FDA-Approved Ruxolitinib Cream Restores Skin Pigment in 50% of Vitiligo Patients, Finds Study
The newly approved ruxolitinib (Opzelura) cream is proving to be a game changer for millions of people living with vitiligo, a disease that causes the skin to lose its natural color. The U.S. Food and Drug Administration approved ruxolitinib for vitiligo in people aged 12 and older in July. The drug, part of a class known as Janus kinase (JAK) inhibitors, targets JAK, a molecule involved in the development and progression of vitiligo.
“This is a major milestone as ruxolitinib cream is the first treatment that’s FDA approved to re-pigment patients with vitiligo,” said study author Dr. David Rosmarin, a dermatologist and vice chair for education and research in the department of dermatology at Tufts Medical Center in Boston.
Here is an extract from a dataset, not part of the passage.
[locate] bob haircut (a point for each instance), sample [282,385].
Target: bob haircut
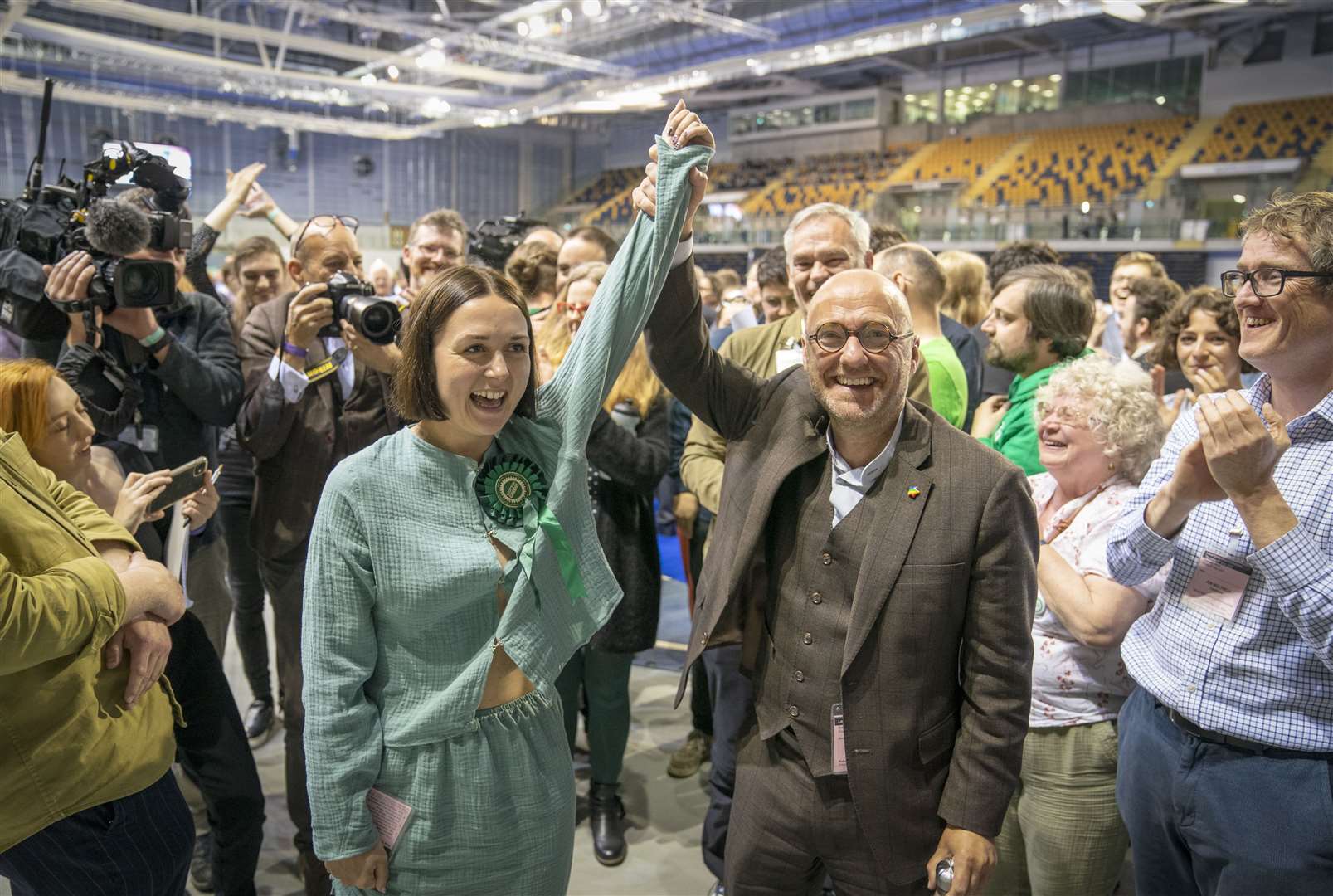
[416,395]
About half of people with vitiligo who used the cream got 75% or more pigment back on the face and 50% or more pigment back on their whole body after a year of use, the study found. More than one-third of adults and more than 50% of adolescents in the study said their vitiligo was no longer noticeable or a lot less noticeable after a year.
“Even patients with vitiligo for over 30 years can still improve with this treatment,” Rosmarin said.
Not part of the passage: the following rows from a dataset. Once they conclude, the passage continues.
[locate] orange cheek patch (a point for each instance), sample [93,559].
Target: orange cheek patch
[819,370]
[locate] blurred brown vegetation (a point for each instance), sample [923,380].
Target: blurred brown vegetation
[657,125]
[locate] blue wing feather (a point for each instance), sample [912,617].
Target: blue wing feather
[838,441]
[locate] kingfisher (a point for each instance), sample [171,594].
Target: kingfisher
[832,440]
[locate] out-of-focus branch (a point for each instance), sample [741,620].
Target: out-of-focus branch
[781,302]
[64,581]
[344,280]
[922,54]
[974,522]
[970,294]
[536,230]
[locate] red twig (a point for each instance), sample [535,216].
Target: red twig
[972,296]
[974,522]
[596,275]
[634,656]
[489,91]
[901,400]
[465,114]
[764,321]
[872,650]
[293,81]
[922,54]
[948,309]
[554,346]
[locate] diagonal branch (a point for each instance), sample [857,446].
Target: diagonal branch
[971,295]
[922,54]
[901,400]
Before the new cream’s approval, dermatologists used topical steroids, topical calcineurin inhibitors, and phototherapy to treat vitiligo, he noted. These treatments had limitations and could have side effects, such as skin lightening and thinning or burning and stinging at the application site.
Vitiligo experts welcome the new medication and are optimistic about the vitiligo treatment pipeline. Dr. Victor Huang, director of the Vitiligo Clinic at the University of California, Davis, said, “The development of this new medication is exciting to the community for the treatment it offers, the validation of the underlying science of vitiligo it represents, and for the novel treatments to come it promises.”
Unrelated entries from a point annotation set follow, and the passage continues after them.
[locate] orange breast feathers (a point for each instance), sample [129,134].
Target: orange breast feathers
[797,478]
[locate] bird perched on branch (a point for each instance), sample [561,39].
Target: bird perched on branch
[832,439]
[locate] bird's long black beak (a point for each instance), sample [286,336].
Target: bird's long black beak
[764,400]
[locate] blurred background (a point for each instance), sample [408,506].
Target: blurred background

Dr. Iltefat Hamzavi, a dermatologist at Henry Ford Hospital in Detroit, agreed that this new cream is a big deal for people with vitiligo. “We never know how well a medication can work in a large group and also how safe it is, [and] we have that information now and that is a tremendous hurdle to overcome for a disease that had no approved treatments.”
Dr. Liv Eidsmo, a professor of translational skin and immunology at the University of Copenhagen, in Denmark, wrote an editorial accompanying the new study. Topical treatment targets the affected sites directly and lowers the risk of systemic effects, she said.
“Patients with vitiligo finally have the hope of efficient treatments, with several new immuno-modulating drugs in different phases of clinical trials,” Eidsmo added.